Esaú vende a sua primogenitura. Jacó demonstrava grande interesse
pela bênção da primogenitura. Certo dia, preparou um cozinhado de lentilhas, e
Esaú chegou do campo cansado e faminto. Ao sentir o cheiro da comida, pediu ao
irmão que lhe desse um pouco para comer (Gn 25.29-30). Jacó, então,
aproveitou-se da fragilidade momentânea de Esaú e condicionou a entrega do
alimento à venda do direito de primogenitura (Gn 25.31).
Esaú,
sem refletir sobre a gravidade de sua atitude, respondeu: “Eis que estou a
ponto de morrer; e para que me servirá logo a primogenitura?” (Gn 25.32). Jacó
exigiu ainda um juramento, e Esaú o fez, desprezando assim a sua primogenitura
para satisfazer uma necessidade imediata (Gn 25.33-34). No Novo Testamento,
Esaú é apresentado como exemplo de alguém profano, que não valorizou as coisas
espirituais nem aquilo que possuía valor eterno (Hb 12.16,17).
O
comentarista destaca que Jacó valorizava as bênçãos espirituais. Entretanto,
nesse episódio, sua atitude revela oportunismo e falta de compaixão para com o
irmão. O correto seria socorrer Esaú em sua necessidade, e não tirar proveito
de sua fraqueza. Somente mais tarde, após um encontro pessoal com Deus em Betel
e depois no vau de Jaboque, Jacó demonstraria um amadurecimento espiritual mais
evidente (Gn 28.10-22; 32.24-30).
Infelizmente,
atitudes semelhantes ainda são vistas em nossos dias.
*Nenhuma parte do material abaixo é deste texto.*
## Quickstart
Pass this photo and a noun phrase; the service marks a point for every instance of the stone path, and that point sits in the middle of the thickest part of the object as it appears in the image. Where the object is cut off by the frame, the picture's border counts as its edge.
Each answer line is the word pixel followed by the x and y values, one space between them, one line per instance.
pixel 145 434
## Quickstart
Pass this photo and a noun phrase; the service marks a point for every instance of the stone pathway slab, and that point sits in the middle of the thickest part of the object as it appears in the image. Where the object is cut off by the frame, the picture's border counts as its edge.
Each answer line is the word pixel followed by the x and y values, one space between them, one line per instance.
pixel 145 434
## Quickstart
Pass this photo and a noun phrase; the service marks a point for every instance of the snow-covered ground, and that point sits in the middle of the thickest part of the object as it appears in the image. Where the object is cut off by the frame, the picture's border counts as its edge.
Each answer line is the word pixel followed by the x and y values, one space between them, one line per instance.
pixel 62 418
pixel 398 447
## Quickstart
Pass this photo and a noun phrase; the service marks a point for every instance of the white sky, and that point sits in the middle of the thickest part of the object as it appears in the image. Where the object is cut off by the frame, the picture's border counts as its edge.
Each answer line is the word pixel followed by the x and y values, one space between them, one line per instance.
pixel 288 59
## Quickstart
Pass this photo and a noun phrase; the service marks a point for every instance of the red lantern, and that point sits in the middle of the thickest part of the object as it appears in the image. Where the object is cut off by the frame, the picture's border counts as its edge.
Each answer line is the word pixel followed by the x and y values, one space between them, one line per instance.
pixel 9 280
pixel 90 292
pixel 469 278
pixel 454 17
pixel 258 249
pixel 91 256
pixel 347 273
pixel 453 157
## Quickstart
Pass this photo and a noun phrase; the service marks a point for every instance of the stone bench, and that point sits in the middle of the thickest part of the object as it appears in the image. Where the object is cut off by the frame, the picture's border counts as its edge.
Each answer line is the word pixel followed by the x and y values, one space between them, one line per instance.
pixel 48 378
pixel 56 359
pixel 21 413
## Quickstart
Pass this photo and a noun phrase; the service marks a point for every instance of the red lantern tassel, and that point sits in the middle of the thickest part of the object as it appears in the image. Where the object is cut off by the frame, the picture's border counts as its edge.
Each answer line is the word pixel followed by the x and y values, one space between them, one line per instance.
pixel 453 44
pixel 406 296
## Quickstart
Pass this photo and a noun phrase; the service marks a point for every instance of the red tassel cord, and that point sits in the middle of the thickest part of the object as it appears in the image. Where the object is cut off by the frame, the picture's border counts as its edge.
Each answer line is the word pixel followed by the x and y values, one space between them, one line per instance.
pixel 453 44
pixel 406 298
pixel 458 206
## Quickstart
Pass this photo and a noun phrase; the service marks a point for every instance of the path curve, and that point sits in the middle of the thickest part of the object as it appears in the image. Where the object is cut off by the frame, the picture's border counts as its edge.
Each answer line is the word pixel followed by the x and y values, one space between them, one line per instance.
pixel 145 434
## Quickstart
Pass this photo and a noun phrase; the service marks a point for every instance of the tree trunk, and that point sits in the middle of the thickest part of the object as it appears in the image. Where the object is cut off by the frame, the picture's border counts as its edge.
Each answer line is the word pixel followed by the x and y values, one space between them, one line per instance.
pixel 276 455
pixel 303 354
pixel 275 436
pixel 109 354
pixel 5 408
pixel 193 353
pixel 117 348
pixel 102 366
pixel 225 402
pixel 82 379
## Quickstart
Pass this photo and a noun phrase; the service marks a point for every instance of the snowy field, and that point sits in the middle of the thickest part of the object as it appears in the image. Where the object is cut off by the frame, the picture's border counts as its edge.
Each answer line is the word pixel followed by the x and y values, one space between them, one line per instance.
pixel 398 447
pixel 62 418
Há pessoas que, ao
perceberem alguém em dificuldades financeiras, procuram explorar a situação,
comprando bens por valores muito abaixo do justo ou emprestando dinheiro
mediante juros abusivos. A Palavra de Deus condena tais práticas. Entre os
israelitas, era proibida a cobrança de juros extorsivos entre compatriotas (Êx
22.25; Dt 23.19,20). Os profetas também denunciaram a usura e a exploração do
próximo como práticas abomináveis diante de Deus (Ez 22.12).
Jacó
errou ao tirar proveito da fome e do cansaço do irmão. Esaú, por sua vez, pecou
ao desprezar a sua primogenitura e trocá-la por uma satisfação passageira.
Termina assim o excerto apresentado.